Leaching black sands is a HUGELY difficult prospect because you have no idea what other metals are present, how much sulfide there is, and what other minerals are there which could also react and produce unexpected complexes.

Smelting is best with black sand concentrates. Otherwise, for SMALL amounts of black sand, you CAN use HCl to remove a fair amount of junk... but it takes quite a long time and uses a lot of HCl.


----------



## Jesudass (Oct 29, 2022)

Yggdrasil said:


> What is this question aimed at?
> There has been no discussion regarding Sulfamic here??
> Ask questions in related threads please.


Hi there, I was going through this conversations. Somewhere on top there is a thread suggest to use sulfamic acid its better solution to denox nitric than urea. If you don't mind could you guide me on this appreciate your kind assistance. 

Firstly I might have to much nitric in my solution therefore I try to denox with urea. I had to use few spoons to denox but It result to never ending bubble. So I decided to start precipitate some gold with smb unfortunately fail. However I have already test the solution with stannous chloride it has a good volume of gold. Therefore I don't understand what went wrong my solution is filled with smb now.


----------



## Yggdrasil (Oct 30, 2022)

Jesudass said:


> Hi there, I was going through this conversations. Somewhere on top there is a thread suggest to use sulfamic acid its better solution to denox nitric than urea. If you don't mind could you guide me on this appreciate your kind assistance.
> 
> Firstly I might have to much nitric in my solution therefore I try to denox with urea. I had to use few spoons to denox but It result to never ending bubble. So I decided to start precipitate some gold with smb unfortunately fail. However I have already test the solution with stannous chloride it has a good volume of gold. Therefore I don't understand what went wrong my solution is filled with smb now.

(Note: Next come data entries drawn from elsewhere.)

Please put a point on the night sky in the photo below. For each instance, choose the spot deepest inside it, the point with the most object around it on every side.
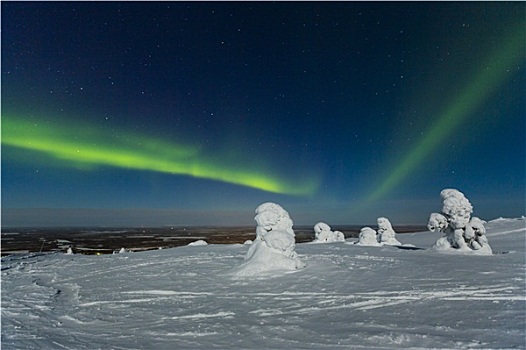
(194, 113)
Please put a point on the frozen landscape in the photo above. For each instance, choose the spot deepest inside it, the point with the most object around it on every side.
(346, 296)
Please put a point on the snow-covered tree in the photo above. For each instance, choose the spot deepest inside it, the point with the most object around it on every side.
(386, 234)
(273, 247)
(368, 237)
(323, 234)
(461, 232)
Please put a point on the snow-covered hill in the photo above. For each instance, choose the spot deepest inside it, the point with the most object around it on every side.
(348, 296)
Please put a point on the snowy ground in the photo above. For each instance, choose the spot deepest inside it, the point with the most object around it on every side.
(348, 296)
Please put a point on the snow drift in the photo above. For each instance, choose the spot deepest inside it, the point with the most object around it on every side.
(347, 297)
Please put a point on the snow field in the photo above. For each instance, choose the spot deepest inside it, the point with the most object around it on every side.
(347, 296)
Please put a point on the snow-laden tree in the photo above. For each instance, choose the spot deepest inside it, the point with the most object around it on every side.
(368, 237)
(461, 232)
(324, 234)
(386, 234)
(273, 248)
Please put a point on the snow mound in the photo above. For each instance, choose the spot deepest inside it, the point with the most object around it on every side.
(197, 243)
(323, 234)
(273, 248)
(461, 232)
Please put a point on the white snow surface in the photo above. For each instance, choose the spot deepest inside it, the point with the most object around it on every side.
(347, 297)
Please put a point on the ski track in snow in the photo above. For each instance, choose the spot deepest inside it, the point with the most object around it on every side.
(347, 297)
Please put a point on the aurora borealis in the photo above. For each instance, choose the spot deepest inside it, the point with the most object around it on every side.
(194, 113)
(76, 146)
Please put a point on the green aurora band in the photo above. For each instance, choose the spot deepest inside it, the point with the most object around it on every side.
(490, 75)
(88, 148)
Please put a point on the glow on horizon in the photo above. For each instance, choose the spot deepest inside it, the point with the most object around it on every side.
(490, 75)
(88, 148)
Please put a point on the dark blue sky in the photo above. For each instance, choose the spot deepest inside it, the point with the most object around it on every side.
(189, 113)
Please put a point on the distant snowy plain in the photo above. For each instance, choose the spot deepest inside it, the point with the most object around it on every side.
(347, 297)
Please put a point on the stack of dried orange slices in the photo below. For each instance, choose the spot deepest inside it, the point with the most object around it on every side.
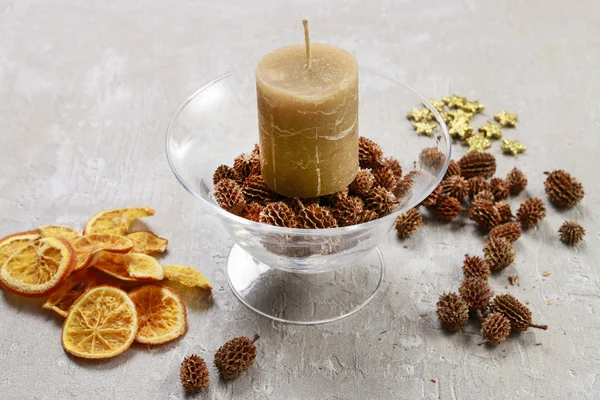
(105, 283)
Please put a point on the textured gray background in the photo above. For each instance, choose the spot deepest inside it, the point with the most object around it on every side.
(87, 89)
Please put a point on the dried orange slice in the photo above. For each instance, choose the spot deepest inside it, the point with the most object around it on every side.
(61, 301)
(12, 244)
(161, 314)
(187, 276)
(59, 231)
(143, 267)
(147, 242)
(88, 245)
(117, 221)
(102, 323)
(39, 268)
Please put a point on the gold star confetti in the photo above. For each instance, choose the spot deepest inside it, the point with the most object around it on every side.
(424, 128)
(506, 119)
(454, 101)
(513, 147)
(491, 130)
(478, 143)
(420, 115)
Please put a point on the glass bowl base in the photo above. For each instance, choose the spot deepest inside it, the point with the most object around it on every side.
(304, 299)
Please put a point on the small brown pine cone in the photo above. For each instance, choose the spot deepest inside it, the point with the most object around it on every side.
(447, 208)
(363, 182)
(432, 159)
(531, 212)
(478, 184)
(242, 166)
(194, 374)
(516, 181)
(498, 253)
(252, 211)
(455, 186)
(475, 267)
(369, 153)
(381, 200)
(563, 189)
(485, 214)
(495, 329)
(256, 190)
(408, 223)
(385, 178)
(571, 232)
(348, 211)
(394, 165)
(431, 200)
(452, 311)
(510, 231)
(235, 357)
(476, 292)
(499, 189)
(278, 214)
(453, 169)
(223, 172)
(315, 216)
(477, 164)
(505, 211)
(518, 314)
(229, 196)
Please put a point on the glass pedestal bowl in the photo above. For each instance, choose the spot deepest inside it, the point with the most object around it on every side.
(302, 276)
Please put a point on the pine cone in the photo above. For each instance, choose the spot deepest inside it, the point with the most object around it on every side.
(571, 232)
(476, 292)
(477, 164)
(315, 216)
(256, 190)
(517, 313)
(194, 374)
(475, 267)
(510, 231)
(223, 172)
(382, 201)
(498, 253)
(408, 223)
(252, 211)
(363, 182)
(562, 189)
(495, 329)
(452, 311)
(455, 186)
(385, 178)
(229, 196)
(516, 181)
(478, 184)
(499, 189)
(348, 211)
(235, 357)
(369, 153)
(531, 212)
(485, 214)
(278, 214)
(447, 208)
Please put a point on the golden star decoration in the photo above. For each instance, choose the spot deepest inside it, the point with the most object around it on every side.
(504, 118)
(420, 115)
(513, 147)
(478, 143)
(424, 128)
(491, 130)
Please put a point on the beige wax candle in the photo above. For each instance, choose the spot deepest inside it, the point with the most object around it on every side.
(308, 119)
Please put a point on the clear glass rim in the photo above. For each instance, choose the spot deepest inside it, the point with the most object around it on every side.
(297, 231)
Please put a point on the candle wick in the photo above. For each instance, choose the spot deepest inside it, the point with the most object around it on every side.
(307, 42)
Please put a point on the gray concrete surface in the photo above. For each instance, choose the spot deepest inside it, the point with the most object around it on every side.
(87, 89)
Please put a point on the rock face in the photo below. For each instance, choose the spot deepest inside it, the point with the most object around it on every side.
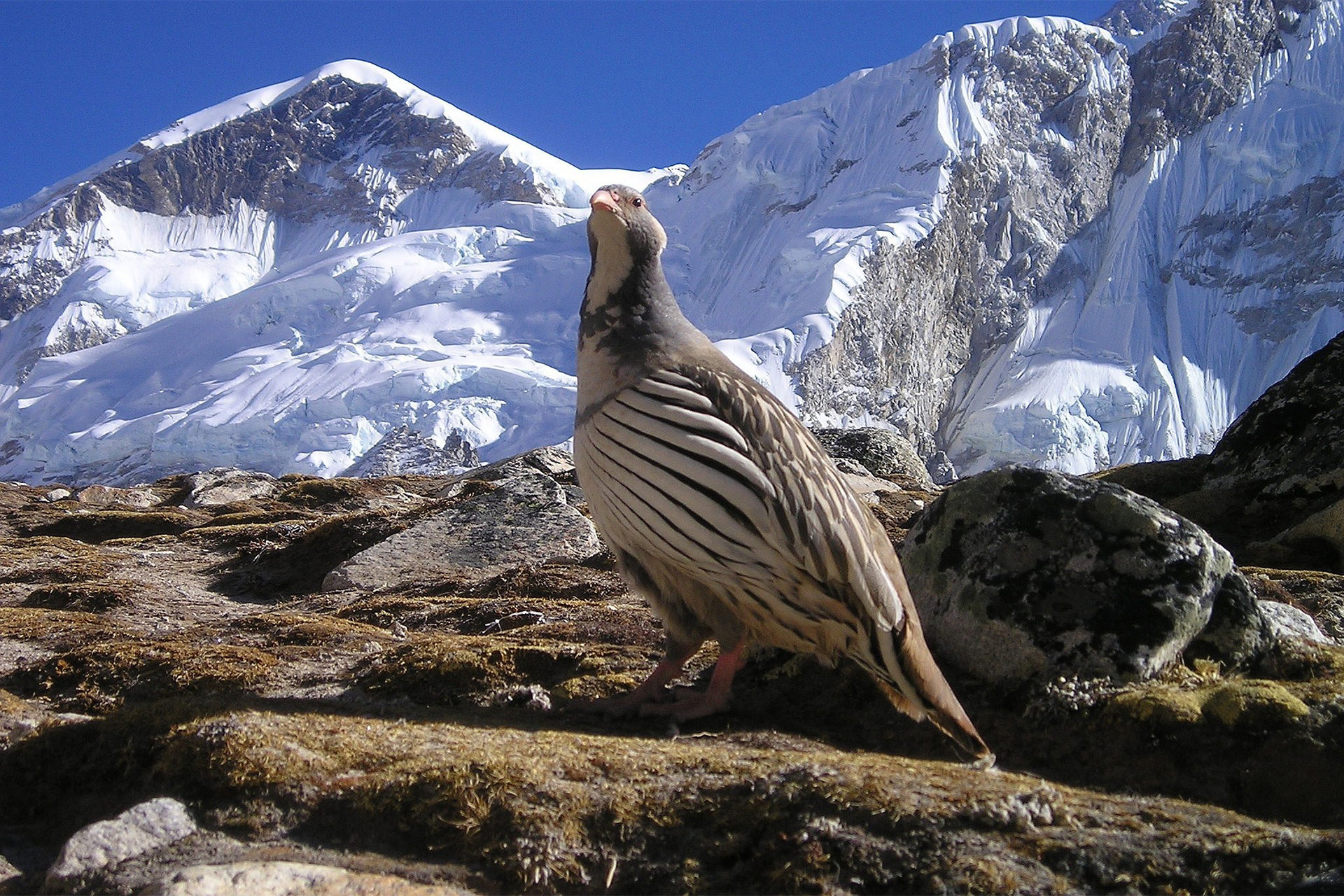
(1034, 241)
(137, 830)
(1023, 573)
(881, 451)
(523, 519)
(1272, 489)
(417, 732)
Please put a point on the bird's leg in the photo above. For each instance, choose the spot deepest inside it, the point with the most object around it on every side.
(652, 688)
(717, 697)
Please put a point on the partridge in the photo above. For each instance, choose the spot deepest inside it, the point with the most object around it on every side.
(721, 508)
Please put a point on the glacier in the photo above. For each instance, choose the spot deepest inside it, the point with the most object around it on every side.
(1018, 245)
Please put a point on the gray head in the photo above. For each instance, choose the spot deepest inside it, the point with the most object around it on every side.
(622, 223)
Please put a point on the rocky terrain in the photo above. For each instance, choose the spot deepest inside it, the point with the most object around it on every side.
(235, 682)
(1034, 241)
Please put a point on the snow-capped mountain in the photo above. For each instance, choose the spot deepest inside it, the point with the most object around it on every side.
(1032, 241)
(283, 280)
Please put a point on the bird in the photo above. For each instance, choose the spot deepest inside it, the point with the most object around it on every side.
(722, 511)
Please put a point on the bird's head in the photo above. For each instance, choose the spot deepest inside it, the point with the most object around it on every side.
(622, 219)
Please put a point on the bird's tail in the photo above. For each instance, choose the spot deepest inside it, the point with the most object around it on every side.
(916, 685)
(939, 704)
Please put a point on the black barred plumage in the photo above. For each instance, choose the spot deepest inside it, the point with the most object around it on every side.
(720, 505)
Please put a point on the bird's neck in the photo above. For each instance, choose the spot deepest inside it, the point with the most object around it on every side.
(628, 324)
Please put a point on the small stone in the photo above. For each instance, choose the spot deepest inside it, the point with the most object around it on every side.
(134, 832)
(524, 520)
(226, 485)
(290, 879)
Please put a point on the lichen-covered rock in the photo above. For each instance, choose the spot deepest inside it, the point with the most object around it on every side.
(1287, 621)
(1023, 573)
(526, 519)
(410, 451)
(137, 830)
(881, 451)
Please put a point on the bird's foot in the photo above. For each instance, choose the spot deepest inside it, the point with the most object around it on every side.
(694, 704)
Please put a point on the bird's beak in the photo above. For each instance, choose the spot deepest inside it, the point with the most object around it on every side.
(604, 199)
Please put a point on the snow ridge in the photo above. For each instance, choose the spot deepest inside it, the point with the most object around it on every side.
(1034, 241)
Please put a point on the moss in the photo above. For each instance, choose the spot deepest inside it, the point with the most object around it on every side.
(101, 675)
(39, 624)
(42, 559)
(448, 669)
(342, 492)
(1160, 706)
(555, 811)
(90, 596)
(305, 629)
(106, 524)
(1254, 704)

It is getting harder to find information here.
There are at least three reasons for that.
One is the shear number of threads.
Two is our policy of not deleting threads/posts
Three is the highjacking posting in unrelated threads.

Well back to you
It is always much easier to give a good answer to people who quote the origin/cause of their question of the same reasons I mentioned.

Answer:
I have not used Sulfamic acid at all, it is my understanding though that most people buy Sulfamic acid as a solid and use straight or dissolves to a saturated mix before use.
It has to be used hot, around 80 Centigrade to work.
Search the forum and you will find it.


----------



## Jesudass (Oct 30, 2022)

Hi Sir thank you for your prompt response. I'm just a newbie I will be extra aware on the threads next time cheers


----------



## Yggdrasil (Oct 30, 2022)

Jesudass said:


> Hi Sir thank you for your prompt response. I'm just a newbie I will be extra aware on the threads next time cheers


No one is a born expert.
So welcome to us, it is likely the best place to learn


----------